Par le départ des négociations des agriculteurs FNSEA et Chambres.

Les lobbies semenciers et les coopératives ont fait le reste, sur un climat revanchard de la majorité sénatoriale peu encline à apprécier les frasques de SARKOZY, rejetant d’un même mouvement d’humeur Carla BRUNI et le Grenelle.
Enfin nous nous sommes trouvés face à un gouvernement en tension entre BARNIER et BORLOO -KOSCIUSKO, au point que dans la nuit la clause de sauvegarde a failli partir du ministère de l’agriculture avec un vrai-faux argumentaire développant les risques pour la santé (or les études sont quasi inexistantes et l’Europe aurait rejeté). Un rattrapage : de dernière minute de l’environnement a permis de faire partir avec le bon argumentaire sur les atteintes aux écosystèmes.

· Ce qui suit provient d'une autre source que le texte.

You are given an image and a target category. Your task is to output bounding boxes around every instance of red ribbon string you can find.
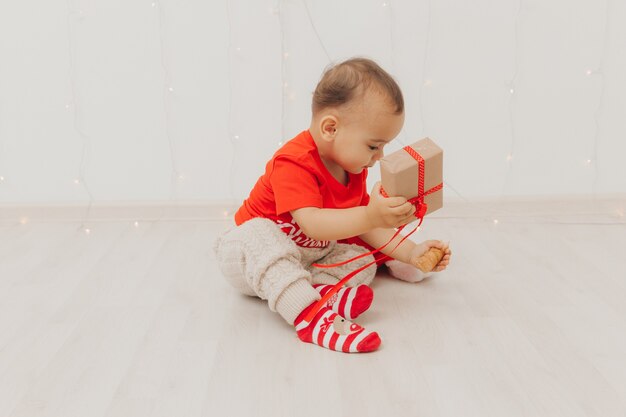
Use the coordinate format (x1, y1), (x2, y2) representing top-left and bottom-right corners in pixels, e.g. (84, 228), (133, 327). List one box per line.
(304, 146), (443, 323)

Le texte de loi avait été élaboré sans concertation, contrairement aux engagements du Grenelle, et était déjà entaché d’insuffisances et d’affirmations incompatibles avec la liberté du consommateur et celle du producteur :

  • hérésie de l’affirmation « le droit de consommer et de produire avec ou sans OGM » qui renvoie dos à dos les deux pratiques, comme si l’existence de l’une en plein champ ne portait pas en elle-même la condamnation de l’autre.
  • Dédouanement des semenciers et distributeurs pour ce qui est des responsabilités.

Mais c’est le rapporteur BIZET qui fut le plus destructeur,

  • avec de nombreux amendements validés par la commission, tous au service de la promotion des OGM en plein champ et de leur diffusion sans aucune entrave.
  • Avec ses avis négatifs sur tous les amendements verts, socialistes, communistes... et du gouvernement, allant dans le sens du développement durable.

C’est la première fois que l’on voit une majorité aussi aveuglément soudée autour d’un rapporteur contre le gouvernement, dont la copie n’était pourtant pas assez environnementale et sociale à notre goût.
Je pèse mes mots quand je dis aveuglement, tant les trésors de conviction, par la science, par l’expérience chiffrée, par le bon sens, que les Verts ont tentés de développer ses sont heurtés à un mur.
Quelques exemples

  • le refus de CLIS (motif : cela va faire penser au nucléaire et faire peur)
  • l’aggravation des peines pour les faucheurs, sans doute négociée en échange de la transparence.
  • L’abracadabrantesque rédaction du rapporteur « le droit de produire et de consommer des OGM...ou de ne pas le faire ». Monsieur est trop bon !
  • La non reconnaissance des droits de l’exploitant préexistant, associée au refus de transparence locale de l’information quelques amendements plus tard.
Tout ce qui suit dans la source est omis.